Krebserkrankung bremste sie aus
Während ihrer Zeit in Basel ereilte sie ein doppelter Schicksalsschlag: Nach einer Krebserkrankung litt sie drei Jahre unter sogenannter «Fatigue», einer allgemeinen körperlichen Erschöpfung: «Ich wusste nicht, ob ich Pfarrerin bleiben kann». Doch Voss kämpfte und übernahm 2020 eine Pfarrstelle in Murgenthal (AG). Dort wäre sie gerne bis zur Pensionierung geblieben. Doch die kleine Gemeinde geriet wegen sinkender Steuereinnahmen in finanzielle Schieflage und hatte Mühe, die 100-Prozent-Stelle zu finanzieren.
Also fingen Karin Voss und ihr Mann in Mellingen noch einmal ganz neu an.

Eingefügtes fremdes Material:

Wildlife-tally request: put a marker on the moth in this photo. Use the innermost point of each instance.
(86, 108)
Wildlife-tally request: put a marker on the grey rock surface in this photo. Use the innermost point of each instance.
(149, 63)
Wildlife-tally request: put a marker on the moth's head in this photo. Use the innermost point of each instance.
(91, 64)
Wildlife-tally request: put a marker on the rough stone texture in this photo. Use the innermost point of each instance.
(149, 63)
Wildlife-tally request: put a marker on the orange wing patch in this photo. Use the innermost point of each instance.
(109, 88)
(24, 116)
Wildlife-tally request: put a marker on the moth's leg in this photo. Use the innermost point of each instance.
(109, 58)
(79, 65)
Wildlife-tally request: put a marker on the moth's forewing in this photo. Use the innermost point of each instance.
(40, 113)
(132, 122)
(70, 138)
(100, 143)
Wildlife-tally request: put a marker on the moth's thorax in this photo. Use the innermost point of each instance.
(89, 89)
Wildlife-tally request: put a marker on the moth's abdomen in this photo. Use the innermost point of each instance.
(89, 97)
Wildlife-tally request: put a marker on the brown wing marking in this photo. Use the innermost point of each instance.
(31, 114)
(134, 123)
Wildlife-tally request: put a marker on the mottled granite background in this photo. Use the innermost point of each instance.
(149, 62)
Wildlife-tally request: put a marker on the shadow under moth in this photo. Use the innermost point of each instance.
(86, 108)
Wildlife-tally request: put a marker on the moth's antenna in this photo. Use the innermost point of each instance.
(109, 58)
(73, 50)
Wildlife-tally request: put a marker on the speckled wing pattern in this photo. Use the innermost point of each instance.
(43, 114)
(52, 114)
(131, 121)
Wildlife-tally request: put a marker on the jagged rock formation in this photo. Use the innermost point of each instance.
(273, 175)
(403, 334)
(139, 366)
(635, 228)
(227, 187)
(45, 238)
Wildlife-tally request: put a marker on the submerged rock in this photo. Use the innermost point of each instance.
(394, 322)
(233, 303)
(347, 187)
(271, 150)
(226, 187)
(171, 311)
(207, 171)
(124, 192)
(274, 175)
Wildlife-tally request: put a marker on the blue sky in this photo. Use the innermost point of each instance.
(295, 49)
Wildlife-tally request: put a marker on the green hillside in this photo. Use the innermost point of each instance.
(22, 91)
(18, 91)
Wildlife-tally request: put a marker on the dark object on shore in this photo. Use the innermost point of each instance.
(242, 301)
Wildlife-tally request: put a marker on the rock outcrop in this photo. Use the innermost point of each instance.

Ein wenig Respekt vor der Aufgabe in der grossen Pfarrgemeinde habe sie schon, gibt Voss zu. Dass sie sich in ihrem neuen Dreierteam neben den allgemeinen pfarramtlichen Aufgaben besonders auf die Seelsorge und die Seniorenarbeit konzentrieren darf, freut sie aber besonders. Die Stimme der Kirche in der Nachfolge des Prophetenamtes aus dem Alten Testament gegen zerstörerische Kräfte in der Gesellschaft und für die, die keine Stimme haben, findet sie nach wie vor wichtig. Auch für jeden Einzelnen hat der Glaube Bedeutung. «Der Glaube ist auch eine Ressource für Widerstandskraft in der Krise», sagt Voss. Das habe sie in der Seelsorge festgestellt, aber auch ganz persönlich.